Overall, people were generally helpful and enthusiastic about contributing to the temporary community, yet there did seem to be an informal division of labor occurring at times. There was a dedicated security team and a solid kitchen crew, which were open and flexible, yet seemed to consist of a lot of the same people. This was a little disappointing, but we are all trying to figure out how to contribute and cooperate after being taught to either compete or be too dependent on others to survive. Even in this regard there was growth at this gathering.
And while the group was fairly homogeneous in some respects, it was actually diverse in many ways, with the militants, intellectuals, survivalists, raw-foodists, crusties, artists, gardeners, goat herders, foragers, and tree-sitters offering an interesting mix of perspectives on the decivilizing process. However, noticeably missing, especially in a gathering of this type, were many indigenous folks, something to definitely think about in the future.
Despite taking certain security precautions, since this was an open gathering on “public land”, we had to deal with the fact that we were always being watched from outside and from within.

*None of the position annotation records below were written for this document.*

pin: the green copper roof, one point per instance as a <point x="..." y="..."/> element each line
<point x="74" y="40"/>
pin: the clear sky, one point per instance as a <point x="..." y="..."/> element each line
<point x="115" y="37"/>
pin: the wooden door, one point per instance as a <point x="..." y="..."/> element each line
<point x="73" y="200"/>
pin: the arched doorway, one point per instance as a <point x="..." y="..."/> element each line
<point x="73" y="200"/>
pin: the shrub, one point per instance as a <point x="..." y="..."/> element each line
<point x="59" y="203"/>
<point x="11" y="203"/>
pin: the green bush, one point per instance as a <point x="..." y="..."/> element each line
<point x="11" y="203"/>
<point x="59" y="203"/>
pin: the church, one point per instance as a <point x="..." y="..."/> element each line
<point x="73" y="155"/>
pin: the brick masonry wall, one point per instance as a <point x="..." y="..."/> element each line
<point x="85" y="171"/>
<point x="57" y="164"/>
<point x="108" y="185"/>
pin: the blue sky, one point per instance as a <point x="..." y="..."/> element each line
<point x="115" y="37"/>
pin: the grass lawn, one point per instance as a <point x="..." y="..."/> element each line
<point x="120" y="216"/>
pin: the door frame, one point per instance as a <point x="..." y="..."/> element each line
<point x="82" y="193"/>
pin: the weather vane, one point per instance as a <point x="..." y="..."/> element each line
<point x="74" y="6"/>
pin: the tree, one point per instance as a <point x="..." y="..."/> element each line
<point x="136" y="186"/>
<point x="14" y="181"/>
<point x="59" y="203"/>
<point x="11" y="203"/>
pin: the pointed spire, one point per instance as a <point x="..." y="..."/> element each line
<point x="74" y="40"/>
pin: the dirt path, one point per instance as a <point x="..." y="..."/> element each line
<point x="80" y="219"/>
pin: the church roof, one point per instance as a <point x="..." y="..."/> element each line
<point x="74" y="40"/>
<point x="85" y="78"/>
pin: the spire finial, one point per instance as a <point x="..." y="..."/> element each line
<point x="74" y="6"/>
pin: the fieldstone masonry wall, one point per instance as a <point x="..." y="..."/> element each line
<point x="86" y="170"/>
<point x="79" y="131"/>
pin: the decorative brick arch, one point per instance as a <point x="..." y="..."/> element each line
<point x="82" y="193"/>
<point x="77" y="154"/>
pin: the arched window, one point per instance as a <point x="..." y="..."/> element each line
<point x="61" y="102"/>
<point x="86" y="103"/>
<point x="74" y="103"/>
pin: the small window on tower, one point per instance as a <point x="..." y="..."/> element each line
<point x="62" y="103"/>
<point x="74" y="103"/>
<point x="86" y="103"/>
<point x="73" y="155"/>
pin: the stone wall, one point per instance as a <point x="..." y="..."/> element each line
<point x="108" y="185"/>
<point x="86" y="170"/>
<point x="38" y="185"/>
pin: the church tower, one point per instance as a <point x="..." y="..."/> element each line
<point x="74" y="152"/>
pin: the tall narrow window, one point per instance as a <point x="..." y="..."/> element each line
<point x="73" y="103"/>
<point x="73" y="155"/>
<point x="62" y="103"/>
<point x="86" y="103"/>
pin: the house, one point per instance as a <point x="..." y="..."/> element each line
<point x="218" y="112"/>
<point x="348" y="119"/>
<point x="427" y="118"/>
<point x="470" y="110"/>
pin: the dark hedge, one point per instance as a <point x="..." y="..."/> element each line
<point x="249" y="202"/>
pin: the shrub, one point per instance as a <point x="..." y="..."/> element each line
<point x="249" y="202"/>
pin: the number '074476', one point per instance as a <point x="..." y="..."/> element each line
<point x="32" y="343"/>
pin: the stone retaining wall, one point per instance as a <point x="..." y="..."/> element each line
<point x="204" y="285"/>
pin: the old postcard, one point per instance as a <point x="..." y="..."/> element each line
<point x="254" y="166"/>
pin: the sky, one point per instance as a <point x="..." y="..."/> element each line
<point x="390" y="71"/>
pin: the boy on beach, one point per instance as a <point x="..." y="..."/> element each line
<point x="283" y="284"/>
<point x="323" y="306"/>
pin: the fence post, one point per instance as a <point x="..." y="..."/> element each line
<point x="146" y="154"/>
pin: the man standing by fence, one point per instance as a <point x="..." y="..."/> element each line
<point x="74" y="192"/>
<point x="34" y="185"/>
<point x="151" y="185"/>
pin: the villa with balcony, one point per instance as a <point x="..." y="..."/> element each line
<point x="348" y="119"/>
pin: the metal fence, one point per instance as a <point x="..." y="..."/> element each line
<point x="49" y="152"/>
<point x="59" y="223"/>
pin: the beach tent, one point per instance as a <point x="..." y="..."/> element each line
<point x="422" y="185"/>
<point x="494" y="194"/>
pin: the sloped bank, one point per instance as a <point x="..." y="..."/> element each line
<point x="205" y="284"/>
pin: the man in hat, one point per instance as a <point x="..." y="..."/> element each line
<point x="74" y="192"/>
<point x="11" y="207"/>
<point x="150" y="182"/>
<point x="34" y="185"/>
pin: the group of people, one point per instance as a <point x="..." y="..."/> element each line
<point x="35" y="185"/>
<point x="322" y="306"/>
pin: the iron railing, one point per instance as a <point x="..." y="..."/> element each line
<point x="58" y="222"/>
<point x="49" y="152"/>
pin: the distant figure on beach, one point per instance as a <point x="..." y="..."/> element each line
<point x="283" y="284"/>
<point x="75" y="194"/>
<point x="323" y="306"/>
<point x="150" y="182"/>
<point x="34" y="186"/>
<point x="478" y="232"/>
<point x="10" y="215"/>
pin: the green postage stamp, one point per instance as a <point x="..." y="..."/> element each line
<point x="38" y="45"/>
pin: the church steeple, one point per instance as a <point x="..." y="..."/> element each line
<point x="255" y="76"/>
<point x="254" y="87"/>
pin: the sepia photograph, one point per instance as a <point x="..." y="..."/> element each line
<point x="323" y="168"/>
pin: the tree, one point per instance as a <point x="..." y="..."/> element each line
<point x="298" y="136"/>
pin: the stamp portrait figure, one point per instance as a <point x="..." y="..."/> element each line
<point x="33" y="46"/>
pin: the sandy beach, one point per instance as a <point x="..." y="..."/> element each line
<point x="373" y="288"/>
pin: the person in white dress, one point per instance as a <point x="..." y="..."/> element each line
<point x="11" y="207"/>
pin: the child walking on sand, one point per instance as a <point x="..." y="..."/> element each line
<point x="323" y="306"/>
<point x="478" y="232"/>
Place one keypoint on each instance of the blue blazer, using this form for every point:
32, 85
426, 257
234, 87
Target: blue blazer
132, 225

The overt pigs (Forest Service and Sheriff’s Department) were not too big a problem. When they appeared (about every other day), we mostly played off the trails, so they couldn’t count us or see what we were up to. But the undercovers and informants were a little more troubling. They were definitely there, but we tried to maintain a balance of precautions without becoming paranoid or judgmental of those who dressed or acted differently than most. We should expect that whenever we are doing anything that threatens the system, they will do what they can to investigate, infiltrate, and/or disrupt our activities. But as long as we take our safety and security seriously and take the necessary actions to protect ourselves and each other, and don’t act like a bunch of liberals who believe in playing fair or being honest with the state, this doesn’t have to impede our activities.

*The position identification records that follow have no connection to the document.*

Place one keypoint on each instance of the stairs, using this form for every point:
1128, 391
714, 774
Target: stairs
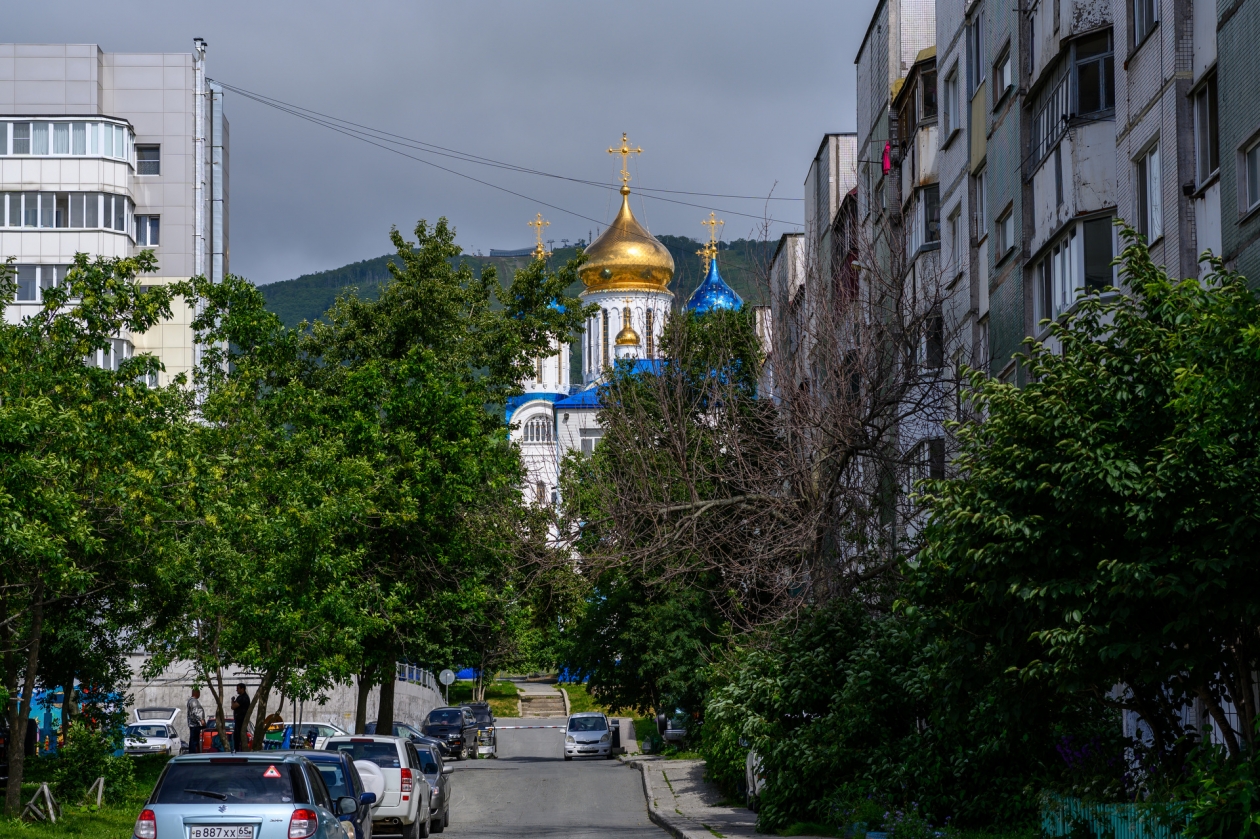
542, 704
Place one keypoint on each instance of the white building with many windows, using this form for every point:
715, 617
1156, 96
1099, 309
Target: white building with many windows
110, 154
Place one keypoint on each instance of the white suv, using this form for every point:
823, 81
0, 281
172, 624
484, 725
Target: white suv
403, 808
587, 735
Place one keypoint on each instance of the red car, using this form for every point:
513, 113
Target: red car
211, 736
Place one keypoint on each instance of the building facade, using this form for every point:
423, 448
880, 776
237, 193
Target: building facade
110, 154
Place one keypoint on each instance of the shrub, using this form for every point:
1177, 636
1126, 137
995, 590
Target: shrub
86, 756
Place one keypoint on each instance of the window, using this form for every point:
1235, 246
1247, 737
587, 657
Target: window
1006, 232
1098, 253
1002, 77
1094, 73
975, 58
955, 239
929, 87
1251, 176
1207, 134
933, 213
34, 279
982, 203
148, 160
22, 137
1059, 276
148, 228
1151, 208
1144, 19
538, 430
1059, 175
950, 110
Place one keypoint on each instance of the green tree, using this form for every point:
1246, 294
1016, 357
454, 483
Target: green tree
88, 459
1103, 528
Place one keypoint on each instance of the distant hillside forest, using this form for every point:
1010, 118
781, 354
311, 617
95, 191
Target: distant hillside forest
744, 265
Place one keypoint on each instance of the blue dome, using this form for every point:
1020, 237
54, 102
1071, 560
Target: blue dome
713, 294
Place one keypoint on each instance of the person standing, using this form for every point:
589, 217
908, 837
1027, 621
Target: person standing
240, 718
195, 722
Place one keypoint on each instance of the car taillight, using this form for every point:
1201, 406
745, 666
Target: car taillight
303, 823
146, 825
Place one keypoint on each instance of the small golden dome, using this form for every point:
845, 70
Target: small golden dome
626, 257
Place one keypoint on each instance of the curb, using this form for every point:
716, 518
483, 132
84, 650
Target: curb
670, 823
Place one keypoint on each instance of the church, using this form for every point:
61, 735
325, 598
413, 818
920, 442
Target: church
626, 273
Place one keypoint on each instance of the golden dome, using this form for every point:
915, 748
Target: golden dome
626, 257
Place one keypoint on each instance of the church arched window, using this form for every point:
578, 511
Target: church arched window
538, 430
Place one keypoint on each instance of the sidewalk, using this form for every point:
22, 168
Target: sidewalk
684, 804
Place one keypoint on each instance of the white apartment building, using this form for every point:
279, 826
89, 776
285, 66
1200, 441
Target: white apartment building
110, 154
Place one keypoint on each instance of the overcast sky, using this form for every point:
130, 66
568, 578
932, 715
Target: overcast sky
726, 97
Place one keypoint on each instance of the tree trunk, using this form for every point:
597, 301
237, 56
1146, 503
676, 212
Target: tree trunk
384, 714
360, 709
260, 714
20, 704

This is only a broad look at the gathering, barely a glimpse of the personal and interpersonal experiences and adventures of people there. In general, most people who attended agreed that it was a very meaningful event. I want to give personal thanks to all those who facilitated workshops, the security team who gave us warnings when the forest service was coming, those who bottom-lined the kitchen and provided everyone with three great vegan meals a day, those who donated food, supplies, literature, energy, and money, and everyone who participated respectfully with an open yet critical mind.

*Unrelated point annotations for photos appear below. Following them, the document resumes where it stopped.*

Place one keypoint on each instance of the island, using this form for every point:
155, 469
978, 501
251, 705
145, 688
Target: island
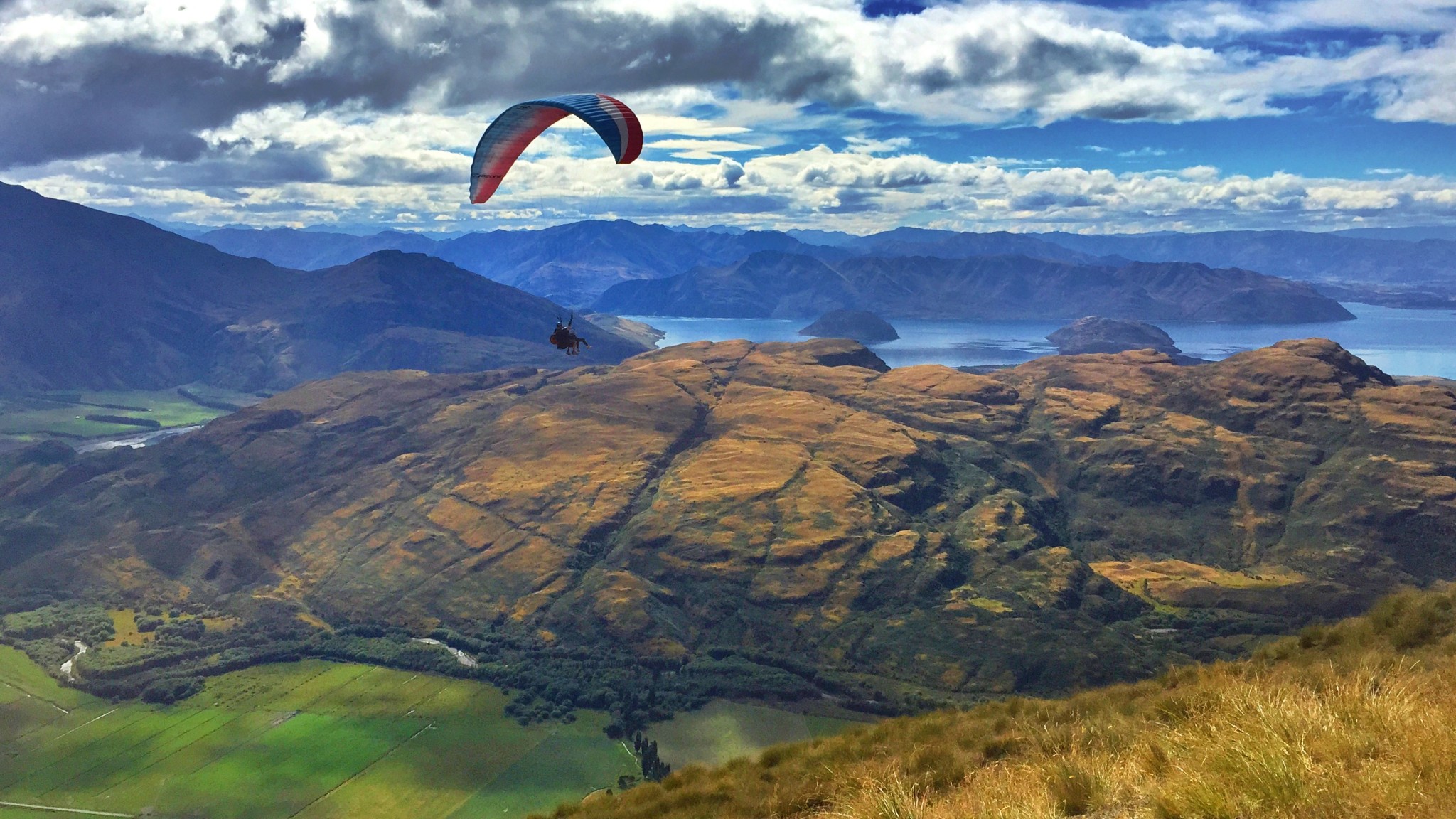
860, 326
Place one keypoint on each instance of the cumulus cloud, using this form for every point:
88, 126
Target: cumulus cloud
97, 76
395, 169
365, 111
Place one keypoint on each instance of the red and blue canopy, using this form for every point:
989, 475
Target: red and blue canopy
514, 129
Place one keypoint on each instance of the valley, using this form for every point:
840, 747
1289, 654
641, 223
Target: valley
754, 520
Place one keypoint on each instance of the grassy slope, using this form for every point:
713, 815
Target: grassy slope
1354, 720
306, 739
724, 730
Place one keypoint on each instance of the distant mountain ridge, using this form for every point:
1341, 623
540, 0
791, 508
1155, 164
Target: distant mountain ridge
775, 284
577, 262
98, 301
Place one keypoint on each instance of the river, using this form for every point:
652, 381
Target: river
1400, 341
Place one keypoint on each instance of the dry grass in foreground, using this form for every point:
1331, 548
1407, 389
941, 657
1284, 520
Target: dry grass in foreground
1354, 720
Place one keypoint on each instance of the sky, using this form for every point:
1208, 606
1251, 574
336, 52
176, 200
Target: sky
1123, 115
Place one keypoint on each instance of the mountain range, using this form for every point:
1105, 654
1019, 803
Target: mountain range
577, 262
107, 302
776, 284
933, 530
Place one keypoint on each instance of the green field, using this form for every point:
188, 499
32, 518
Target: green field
308, 739
724, 730
38, 416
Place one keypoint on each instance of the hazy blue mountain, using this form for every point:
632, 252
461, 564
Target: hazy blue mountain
1446, 232
98, 301
1312, 257
776, 284
574, 264
308, 250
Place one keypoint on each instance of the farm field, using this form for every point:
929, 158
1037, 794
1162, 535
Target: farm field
40, 416
724, 730
308, 739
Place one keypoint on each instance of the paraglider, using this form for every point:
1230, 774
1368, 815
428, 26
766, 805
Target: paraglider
520, 124
565, 338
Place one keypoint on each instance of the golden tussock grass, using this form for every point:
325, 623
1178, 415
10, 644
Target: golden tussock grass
1354, 720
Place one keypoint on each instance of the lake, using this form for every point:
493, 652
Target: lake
1403, 343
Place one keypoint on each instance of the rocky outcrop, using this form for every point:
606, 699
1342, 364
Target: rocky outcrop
860, 326
1097, 334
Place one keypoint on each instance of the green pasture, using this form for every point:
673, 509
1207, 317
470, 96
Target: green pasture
40, 416
724, 730
308, 739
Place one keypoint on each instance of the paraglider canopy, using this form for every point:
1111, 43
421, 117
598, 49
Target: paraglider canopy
520, 124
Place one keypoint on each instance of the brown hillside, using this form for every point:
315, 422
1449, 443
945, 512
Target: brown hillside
960, 532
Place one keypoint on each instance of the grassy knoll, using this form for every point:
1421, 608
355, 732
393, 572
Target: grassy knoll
724, 730
1351, 720
309, 739
40, 416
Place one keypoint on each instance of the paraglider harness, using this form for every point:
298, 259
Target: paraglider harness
565, 338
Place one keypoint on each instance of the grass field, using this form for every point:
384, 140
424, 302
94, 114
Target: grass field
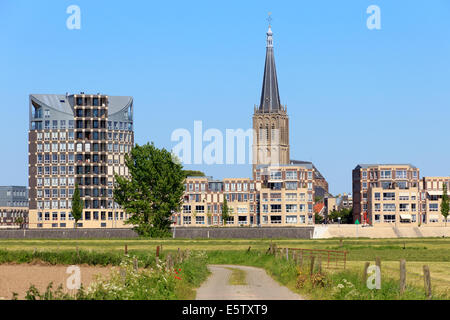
434, 252
237, 277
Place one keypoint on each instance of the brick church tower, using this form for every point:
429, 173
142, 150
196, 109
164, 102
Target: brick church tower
270, 119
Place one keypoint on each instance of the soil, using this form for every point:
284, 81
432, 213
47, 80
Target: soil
19, 277
259, 286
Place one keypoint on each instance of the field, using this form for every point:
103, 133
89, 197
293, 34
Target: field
434, 252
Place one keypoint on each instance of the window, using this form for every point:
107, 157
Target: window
389, 196
291, 175
291, 185
291, 208
389, 218
275, 208
186, 219
385, 174
400, 174
275, 175
291, 219
389, 207
275, 219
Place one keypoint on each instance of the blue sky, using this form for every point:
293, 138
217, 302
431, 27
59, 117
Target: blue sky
353, 95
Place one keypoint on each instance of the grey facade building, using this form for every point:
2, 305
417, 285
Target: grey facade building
13, 205
77, 139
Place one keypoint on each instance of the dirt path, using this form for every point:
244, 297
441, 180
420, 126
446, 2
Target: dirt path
18, 277
259, 286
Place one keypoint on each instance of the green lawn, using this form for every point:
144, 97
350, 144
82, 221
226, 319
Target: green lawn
423, 249
434, 252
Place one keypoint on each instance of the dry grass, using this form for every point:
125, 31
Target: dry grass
238, 277
440, 275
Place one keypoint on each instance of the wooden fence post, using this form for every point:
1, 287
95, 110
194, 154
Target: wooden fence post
169, 261
311, 268
300, 259
123, 274
366, 266
157, 254
135, 264
402, 276
378, 263
427, 281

It was obvious that there is a strong desire to do this again, and people in the southeast have proposed organizing the “3rd annual Black and Green Anarchist Gathering” in their bioregion next August (We’ll keep you posted). We also talked about different bioregions possibly organizing their own local events a few weeks before the larger one.
Each day it becomes more clear to many of us that the anti-civilization tendency within the anarchist movement is taking things seriously in many regards and constantly growing as a potent dynamic contributing to the momentum against civilization.